Je m’appelle Quentin Zimmermann, je suis étudiante ou étudiant en master d’études de genre où je mène une recherche au sujet des archives comme objets politiques, à la fois source de violence et outils potentiels de résistance, comme on en a déjà beaucoup parlé toute la journée. Je suis membre du collectif Archives LGBTQI, qui travaille d’une part à la préfiguration et la concrétisation d’un centre d’archives LGBTQI+ en Île-de-France, et d’autre part au développement d’une expertise sur ces problématiques en tant que personnes concernées et à la diffusion de cette expertise.
Aujourd’hui le thème de la table-ronde m’a beaucoup intrigué : « Au-delà de l’archive : politiques de la performance ». Je me suis posé trois questions en particulier :
1. D’abord, je me suis demandé pourquoi il faudrait aller « au-delà » de l’archive, qu’est-ce qui ne va pas avec l’archive telle qu’elle se fait aujourd’hui, et plus particulièrement quelles voix et quels corps y sont présents ou absents ;
2. Ensuite, quels sont les liens entre nos corps et nos archives, entre nos corps et les archives en général ? Quels corps occupent quelles places dans les processus d’archivage et de commémoration ?
3. Enfin, je travaille beaucoup avec Sam Bourcier qui parle constamment d’« archives performatives », et je n’ai jamais trop osé lui dire que… je ne comprenais pas vraiment ce qu’il voulait dire par là. Alors je me suis dit que c’était l’occasion aujourd’hui de se confronter à la question : qu’est-ce que ça veut dire une « archive performative » ? Est-ce que toutes les archives sont performatives ? Est-ce qu’il y aurait une spécificité à la performativité de nos archives minoritaires ?
Deux petites précisions avant de commencer. La première c’est que je parle à partir d’une recherche en cours, et en cours depuis pas si longtemps, donc si certains points de mon argumentation ont l’air un peu fragiles c’est sans doute qu’ils le sont. La deuxième c’est que ce soir c’est moi qui parle, ça ne veut pas dire que ce n’est que ma voix qu’on entend : mes remarques sont le résultat d’un travail mené dans le collectif à travers des discussions, des débats, des projets, des actions publiques ; et les voix qu’on entend à travers la mienne sont aussi celles de nombreux et nombreuses activistes des archives qui m’inspirent, à Paris mais aussi à Lyon, Montpellier, Marseille, et à l’étranger.
I.
La performativité de la mémoire : voix, corps, et violence archivale
1) La violence archivale
Je mentionne ces voix justement parce que je pense justement qu’une réflexion politique sur la mémoire doit commencer par la question des voix : dans les discours sur le présent comme le passé, qui est entendu.e ? qui est légitime et autorisé.e à parler ? et qui parle à la place de qui ?

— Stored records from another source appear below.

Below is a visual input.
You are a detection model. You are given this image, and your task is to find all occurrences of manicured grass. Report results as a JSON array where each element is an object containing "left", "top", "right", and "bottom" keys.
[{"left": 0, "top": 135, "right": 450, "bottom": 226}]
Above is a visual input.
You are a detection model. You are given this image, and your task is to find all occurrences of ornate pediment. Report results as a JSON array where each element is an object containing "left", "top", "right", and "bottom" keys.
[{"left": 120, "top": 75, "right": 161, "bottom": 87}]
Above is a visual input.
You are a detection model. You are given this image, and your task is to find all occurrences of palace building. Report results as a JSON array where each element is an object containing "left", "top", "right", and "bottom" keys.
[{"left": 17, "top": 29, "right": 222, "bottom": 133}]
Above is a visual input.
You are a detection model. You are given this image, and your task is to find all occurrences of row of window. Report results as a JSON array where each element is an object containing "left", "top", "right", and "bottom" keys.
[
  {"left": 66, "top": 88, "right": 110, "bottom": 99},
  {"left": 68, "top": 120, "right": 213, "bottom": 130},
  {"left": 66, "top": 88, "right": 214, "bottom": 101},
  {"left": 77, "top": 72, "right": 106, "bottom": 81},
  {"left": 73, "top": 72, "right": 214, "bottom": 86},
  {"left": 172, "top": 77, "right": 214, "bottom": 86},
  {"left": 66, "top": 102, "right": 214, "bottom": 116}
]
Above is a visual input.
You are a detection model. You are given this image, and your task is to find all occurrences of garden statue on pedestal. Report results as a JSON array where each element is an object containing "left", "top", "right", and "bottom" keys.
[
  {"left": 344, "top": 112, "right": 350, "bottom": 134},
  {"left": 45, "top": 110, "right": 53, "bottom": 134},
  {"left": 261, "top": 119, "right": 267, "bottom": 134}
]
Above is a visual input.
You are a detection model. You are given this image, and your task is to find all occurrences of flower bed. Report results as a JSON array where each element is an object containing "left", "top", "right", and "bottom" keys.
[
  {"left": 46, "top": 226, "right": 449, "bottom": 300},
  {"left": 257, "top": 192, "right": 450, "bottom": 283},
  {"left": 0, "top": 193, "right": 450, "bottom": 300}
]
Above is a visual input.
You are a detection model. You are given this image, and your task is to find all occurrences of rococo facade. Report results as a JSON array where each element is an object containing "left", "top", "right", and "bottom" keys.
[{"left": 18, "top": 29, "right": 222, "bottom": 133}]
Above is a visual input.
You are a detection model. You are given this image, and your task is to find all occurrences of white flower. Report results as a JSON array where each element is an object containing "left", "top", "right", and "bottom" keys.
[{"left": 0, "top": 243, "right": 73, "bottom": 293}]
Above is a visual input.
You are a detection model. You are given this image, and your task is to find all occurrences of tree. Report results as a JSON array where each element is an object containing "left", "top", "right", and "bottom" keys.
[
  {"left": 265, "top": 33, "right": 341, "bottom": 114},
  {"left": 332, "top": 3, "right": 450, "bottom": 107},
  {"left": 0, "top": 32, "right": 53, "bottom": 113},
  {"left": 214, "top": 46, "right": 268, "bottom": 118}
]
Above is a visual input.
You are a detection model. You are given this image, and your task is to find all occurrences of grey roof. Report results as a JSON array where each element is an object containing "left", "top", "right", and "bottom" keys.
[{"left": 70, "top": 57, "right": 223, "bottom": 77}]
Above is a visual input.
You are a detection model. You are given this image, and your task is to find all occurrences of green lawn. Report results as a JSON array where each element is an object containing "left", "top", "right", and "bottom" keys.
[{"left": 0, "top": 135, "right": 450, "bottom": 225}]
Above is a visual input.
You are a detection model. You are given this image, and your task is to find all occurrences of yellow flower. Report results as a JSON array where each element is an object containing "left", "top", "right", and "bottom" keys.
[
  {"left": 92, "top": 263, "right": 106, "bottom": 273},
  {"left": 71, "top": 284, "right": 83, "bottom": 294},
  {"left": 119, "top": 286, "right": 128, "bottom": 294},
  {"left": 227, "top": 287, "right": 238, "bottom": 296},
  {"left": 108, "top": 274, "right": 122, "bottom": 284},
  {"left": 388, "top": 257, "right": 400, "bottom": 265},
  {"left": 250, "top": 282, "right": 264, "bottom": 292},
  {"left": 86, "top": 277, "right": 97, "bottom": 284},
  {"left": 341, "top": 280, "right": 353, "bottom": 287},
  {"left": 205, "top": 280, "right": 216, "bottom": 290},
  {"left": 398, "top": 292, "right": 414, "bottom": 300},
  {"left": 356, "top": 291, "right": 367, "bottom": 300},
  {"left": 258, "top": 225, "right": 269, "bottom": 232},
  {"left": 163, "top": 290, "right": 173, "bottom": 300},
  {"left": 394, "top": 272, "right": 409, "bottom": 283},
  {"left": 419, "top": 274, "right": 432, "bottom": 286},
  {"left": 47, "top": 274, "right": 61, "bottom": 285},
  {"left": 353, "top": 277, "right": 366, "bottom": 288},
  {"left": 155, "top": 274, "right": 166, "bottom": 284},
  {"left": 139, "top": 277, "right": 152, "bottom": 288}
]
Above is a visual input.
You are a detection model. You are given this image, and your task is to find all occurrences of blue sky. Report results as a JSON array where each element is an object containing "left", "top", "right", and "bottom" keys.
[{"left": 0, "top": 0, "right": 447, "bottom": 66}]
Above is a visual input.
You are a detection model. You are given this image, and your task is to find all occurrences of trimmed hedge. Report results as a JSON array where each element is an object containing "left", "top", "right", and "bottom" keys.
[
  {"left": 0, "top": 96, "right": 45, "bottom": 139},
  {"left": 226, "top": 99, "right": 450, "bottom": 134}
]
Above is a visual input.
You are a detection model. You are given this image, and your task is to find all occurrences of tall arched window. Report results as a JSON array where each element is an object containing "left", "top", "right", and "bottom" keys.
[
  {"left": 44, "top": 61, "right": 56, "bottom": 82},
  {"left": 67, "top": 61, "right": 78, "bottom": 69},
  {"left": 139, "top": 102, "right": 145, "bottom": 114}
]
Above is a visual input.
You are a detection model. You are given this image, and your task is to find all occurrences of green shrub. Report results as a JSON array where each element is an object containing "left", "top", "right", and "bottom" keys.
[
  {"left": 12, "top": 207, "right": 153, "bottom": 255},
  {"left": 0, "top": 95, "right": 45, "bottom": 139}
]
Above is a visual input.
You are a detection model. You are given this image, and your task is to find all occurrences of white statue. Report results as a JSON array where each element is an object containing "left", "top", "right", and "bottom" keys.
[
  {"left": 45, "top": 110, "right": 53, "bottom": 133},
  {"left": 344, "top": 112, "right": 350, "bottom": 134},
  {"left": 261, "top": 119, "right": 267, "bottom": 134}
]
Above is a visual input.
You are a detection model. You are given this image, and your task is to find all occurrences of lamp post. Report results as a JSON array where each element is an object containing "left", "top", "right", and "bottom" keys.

Pourrait-on dire qu’il y d’un côté des archives qui ouvrent la voix (pour citer le titre du documentaire d’Amandine Gay), qui ont pour objectif de laisser parler des personnes souvent réduites au silence dans l’espace public et médiatique, oubliées ou effacées dans l’espace mémoriel ; ET d’un autre côté des archives qui parleraient « à la place de » et reproduiraient les silences et les effacements de nos sociétés ?
Je vais parler un peu du film Stonewall de Roland Emmerich. Les émeutes de Stonewall ont lieu en 1969 à NYC, dans un bar nommé le Stonewall Inc. Ce sont des soulèvements contre la violence policière et le mépris politique de la mairie de New York, soulèvements qui ont été à l’initiative des personnes les plus touchées par ces deux formes de violence : personnes trans, queer, racisées, précarisées, sans domiciles, travailleuses du sexe, et généralement à l’intersection des ces identités
OR le film lui se centre autour d’un homme, blanc, cisgenre, de classe moyenne, … Bref le parfait américain, mis à part qu’il est gay. Je vous présente Danny, ici représenté comme lançant la première brique qui va déclencher les émeutes.
En quoi est-ce que cette archive n’ouvre pas la voix ? D’UNE PART parce qu’elle efface les corps non-blancs et non-cisgenres des représentations, en les reléguant à des rôles subalternes, en niant leur rôle de premier plan dans les événements dépeints par le film, notamment les figures de Marsha P. Johnson et Sylvia Rivera. D’AUTRE PART parce que ces corps sont aussi exclus physiquement : les personnes trans du film sont jouées par des acteurs cis, alors que les personnes trans sont déjà sous-représentées dans l’industrie du cinéma, et que le film d’Emmerich renforce ainsi plutôt que les combattre les discriminations à l’emploi et la précarisation.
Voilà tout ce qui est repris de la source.